Synopses & Reviews
For readers of
A Civil Action and
Silent Spring, comes
Body Toxic, a harrowing story of a family, a body, and a place -- among the Pine Barrens of southern New Jersey, in one of the most environmentally contaminated counties in the country.
Susanne Antonetta's family were immigrants from Italy on one side and Barbados on the other. They tried to realize the American dream by building a summer escape in the boglands of New Jersey, a place where the rural and industrial collide. They picked gooseberries along the chain-link fence of Oyster Creek Nuclear Power Plant, which ultimately released more radiation than Three Mile Island. They rowed dinghies along creeks contaminated with drums of toxic waste dumped illegally by various chemical companies. At the time, the young Antonetta and her cousins were obsessed with the threat of nuclear war, oblivious to what was going on around them.
At first local officials began to warn people about their wells. Eventually, parents were asked to donate their children's baby teeth to be tested for radiation. One by one, Antonetta's family discovered they had an array of health problems, and that they were part of a larger pattern of health problems.
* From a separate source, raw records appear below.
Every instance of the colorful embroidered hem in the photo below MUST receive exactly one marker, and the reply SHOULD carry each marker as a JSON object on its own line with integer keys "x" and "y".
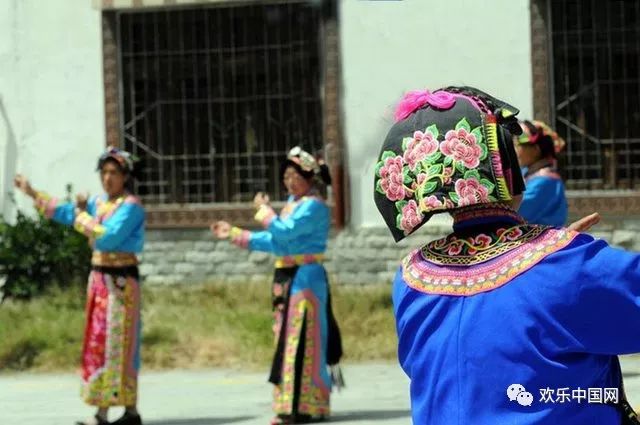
{"x": 298, "y": 260}
{"x": 45, "y": 204}
{"x": 113, "y": 259}
{"x": 88, "y": 226}
{"x": 110, "y": 355}
{"x": 302, "y": 354}
{"x": 451, "y": 279}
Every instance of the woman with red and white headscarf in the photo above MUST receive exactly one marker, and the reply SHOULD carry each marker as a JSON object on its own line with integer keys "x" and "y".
{"x": 114, "y": 225}
{"x": 306, "y": 335}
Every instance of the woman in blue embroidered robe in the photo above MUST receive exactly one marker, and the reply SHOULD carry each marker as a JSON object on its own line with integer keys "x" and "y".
{"x": 544, "y": 201}
{"x": 501, "y": 322}
{"x": 114, "y": 224}
{"x": 306, "y": 335}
Body Toxic merges the personal and familial with the historical, political, and environmental, creating a work that is intensely intimate and starkly political. Brave, harrowing, beautifully written, Antonetta's memoir explores an American family in the midst of the wreckage of the American dream.
Review
"We are supposed to stay silent. About the madness running in our bloodlines, the revolt going on in our bodies, the cancers raining down around us. About the poisoned landscape that is now America. Susanne Antonetta laces all these demons together with words that sing a terrible and beautiful song. I don't know exactly how she does it, but she sure as hell does. And we all know she is right. Know it in our bones. Know it as we wail over our lost ones. This is a report from the flesh instead of the numbing statistics. This is our neighborhood written in blood." Charles Bowden
Review
"Bittersweet and spiked with startlingly poetic descriptions, Antonetta's compelling blend of family history and musings on crimes against nature in the nuclear age opens a new chapter in the literature of place and offers a fresh and poignant look at the old story of inheritance." Booklist (starred review)
Review
"Bittersweet and spiked with startlingly poetic descriptions, Antonetta's compelling blend of family history and musings on crimes against nature in the nuclear age opens a new chapter in the literature of place and offers a fresh and poignant look at the old story of inheritance." Donna Seaman, Booklist
Review
"When environmentalists are ignored it's usually because what they have to say is too complex, to abstract, and far too frightening. With this lyrical and precisely written memoir, Antonetta has taken the stuff of science gone rabid nuclear reactors endlessly on the brink, cancer clusters, mercury in groundwater plumes, the immortality of radioactive waste and by weaving in family history, has personalized it in the most astonishing way. In the end, Antonetta presents the reader with something more convincing and frightening and far more heartbreaking than any EPA report." Rosina Lippi, author o Homestead, winner of the PEN/Hemingway Award
Synopsis
The author's family tried to realize the American dream with a summer escape where the rural and industrial collide. But the land was contaminated and made them all ill. "Body Toxic" merges the personal and familial with the historical, political, and environmental.